Вместо ответа мужчина размашистым движением поменял
положение своих неэстетичных ног.
— Послушайте, — не выдержал Стас, — что вы
тут изображаете из себя Шэрон Стоун? То, что вы сейчас продемонстрировали,
может вызывать у женщин не сексуальное возбуждение, а материнскую жалость.
— Смотри-ка, — вдруг отозвался голый. —
Неужто вы смотрели «Основной инстинкт»? Это теперь преподают в школах милиции?
— Там много чего преподают. Будете говорить? Стас очень
хотел получить от этого человека необходимую информацию. В первую очередь —
почему он голый, почему бегал у фонтана и связано ли сегодняшнее событие с
чередой странных смертей, расследованием которых он сейчас занимается.
— Я уже говорю. А если вас всему учат, почему вы
спрашиваете, кто я?
— В стране проживает более 140 миллионов человек, в
Москве — более десяти миллионов, не считая приезжих. Я не могу всех знать.
— Я — не все. Но вам прощаю невежество, вы какой-то
человечный, не ожидал.
— А чего ожидали?
— Ну, например, будете запугивать тем, что посадите
меня на ночь вот так, без одежды, в камеру к преступникам.
— Понятно. Кстати, вы не желаете накинуть на себя хотя
бы полотенце? Я могу принести.
— Нет, не желаю. Я хочу завершить все достойно, без
суеты, как подобает художнику. Вот вы спрашиваете — фамилия, имя. А перед вами,
между прочим, Вадим Трикарский.
Он сделал паузу и выжидательно посмотрел на Половцева.
— А отчество? — мгновенно оживился Стас, которому
все-таки необходимо было заполнить протокол. — Профессия — художник?
— Между прочим, меня прекрасно знают не только в
России, но и в Европе, и в Америке.
— Вас там ловили в таком же виде? Трикарский тяжело
вздохнул.
— Там знают мою живопись. А сегодня я продемонстрировал
москвичам свое новое творение.
— Какое еще творение? — Стас вдруг подумал, что,
вероятно, перед ним сумасшедший, допрашивать которого бесполезно, нужно звать
врачей.
— Перформанс. Знаете, что это такое?
— Слышал где-то, — неопределенно ответил Стас.
— Поясню. Перформанс — это такой художественный акт,
когда художник превращает самого себя в предмет искусства. Это — высшая степень
художественного мастерства. Кроме того, это акт высокого гражданского мужества.
— И во что же вы себя превратили? —
заинтересовался Половцев, силясь понять хотя бы мотивы странного поведения
художника.
Вадим Трикарский укоризненно посмотрел на Стаса:
— Но это же очевидно. Если вы забудете на минуту о
суетном — протоколах, преступниках и так далее и внимательно посмотрите на
меня, на эти крылья за спиной… Посмотрите! — воззвал он вдруг громким
голосом и вытянул вперед руку.
Половцев испуганно уставился на него.
— Что вы видите? — продолжал вещать
Трикарский. — На что похоже существо, сидящее перед вами?

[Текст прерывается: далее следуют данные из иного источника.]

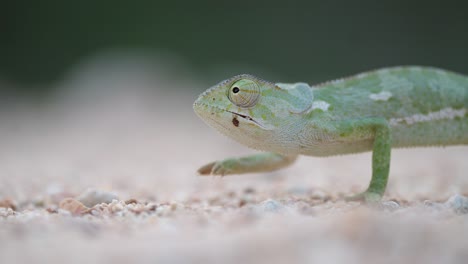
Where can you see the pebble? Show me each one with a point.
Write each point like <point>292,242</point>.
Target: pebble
<point>73,206</point>
<point>458,203</point>
<point>91,197</point>
<point>390,205</point>
<point>271,205</point>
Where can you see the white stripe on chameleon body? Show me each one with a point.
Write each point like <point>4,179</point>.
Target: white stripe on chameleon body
<point>322,105</point>
<point>382,96</point>
<point>446,113</point>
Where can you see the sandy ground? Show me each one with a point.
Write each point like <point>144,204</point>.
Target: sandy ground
<point>134,138</point>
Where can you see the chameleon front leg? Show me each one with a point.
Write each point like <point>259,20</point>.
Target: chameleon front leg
<point>381,151</point>
<point>262,162</point>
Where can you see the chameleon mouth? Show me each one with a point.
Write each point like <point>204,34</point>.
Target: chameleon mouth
<point>246,118</point>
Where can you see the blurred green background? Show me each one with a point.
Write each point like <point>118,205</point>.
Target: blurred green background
<point>279,40</point>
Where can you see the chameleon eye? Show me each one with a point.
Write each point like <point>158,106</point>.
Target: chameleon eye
<point>244,93</point>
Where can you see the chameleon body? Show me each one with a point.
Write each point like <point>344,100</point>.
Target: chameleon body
<point>373,111</point>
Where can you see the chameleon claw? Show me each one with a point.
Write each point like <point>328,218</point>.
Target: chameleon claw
<point>206,169</point>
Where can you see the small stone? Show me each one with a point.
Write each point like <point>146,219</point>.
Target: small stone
<point>92,197</point>
<point>390,205</point>
<point>458,203</point>
<point>129,201</point>
<point>73,206</point>
<point>271,205</point>
<point>8,203</point>
<point>5,212</point>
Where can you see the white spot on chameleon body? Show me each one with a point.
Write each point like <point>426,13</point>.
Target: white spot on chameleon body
<point>322,105</point>
<point>446,113</point>
<point>382,96</point>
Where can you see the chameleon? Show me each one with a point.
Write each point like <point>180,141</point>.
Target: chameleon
<point>395,107</point>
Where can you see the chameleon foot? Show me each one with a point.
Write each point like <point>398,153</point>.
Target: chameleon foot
<point>218,168</point>
<point>367,197</point>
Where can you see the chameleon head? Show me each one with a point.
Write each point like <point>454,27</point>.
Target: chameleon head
<point>251,110</point>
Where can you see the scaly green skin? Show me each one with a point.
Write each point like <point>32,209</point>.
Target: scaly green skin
<point>377,110</point>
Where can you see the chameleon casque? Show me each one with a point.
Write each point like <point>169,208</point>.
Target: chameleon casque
<point>374,111</point>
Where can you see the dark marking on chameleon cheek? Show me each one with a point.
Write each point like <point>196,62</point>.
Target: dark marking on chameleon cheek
<point>235,122</point>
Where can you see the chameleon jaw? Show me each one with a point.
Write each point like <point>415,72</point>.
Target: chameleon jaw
<point>248,118</point>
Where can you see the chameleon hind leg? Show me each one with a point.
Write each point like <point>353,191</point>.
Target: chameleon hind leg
<point>262,162</point>
<point>381,151</point>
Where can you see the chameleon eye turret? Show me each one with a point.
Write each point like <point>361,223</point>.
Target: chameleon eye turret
<point>244,93</point>
<point>376,111</point>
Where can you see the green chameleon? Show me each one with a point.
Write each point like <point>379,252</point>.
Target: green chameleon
<point>377,110</point>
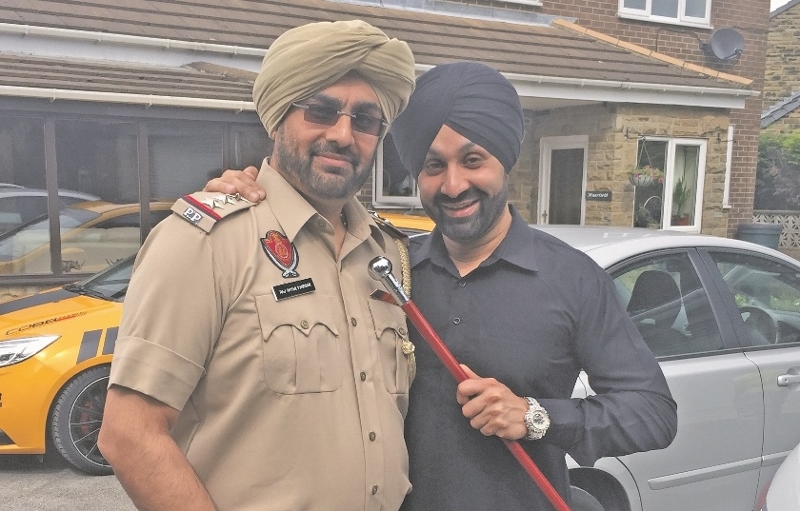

Крылья,
трепещущее живое тело… Ну?
— На комара?
Выражение лица Трикарского не оставляло сомнений — если бы в
его руках сейчас оказался утюг, он кинул бы его в голову невежды.
— Ладно, ладно, хватит, — Стас решил прекратить
этот художественный эксперимент, — вы мне лучше объясните, почему бегали
голым, нарушали общественный порядок, сопротивлялись властям. И почему именно у
фонтана. Я жду.
— Что ж, объясняю еще раз. То, что вы называете нарушением
общественного порядка, на самом деле художественный акт. Перформанс. В данном
случае я демонстрировал божественное перевоплощение, мимолетность красоты и
величие смерти.
— Вы думаете, из ваших прыжков именно это можно было
понять? — уточнил Стас.
— Каждый понимает в меру своего интеллектуального
развития и душевной организации, — отреагировал художник. — То, что
вы видели, — это искусство в самом высоком смысле слова. Название я дал
такое — «Ночная бабочка. Самец».
Половцев некоторое время переваривал услышанное. Затем
осторожно уточнил:
— Так, самец — это понятно. Почему именно бабочка?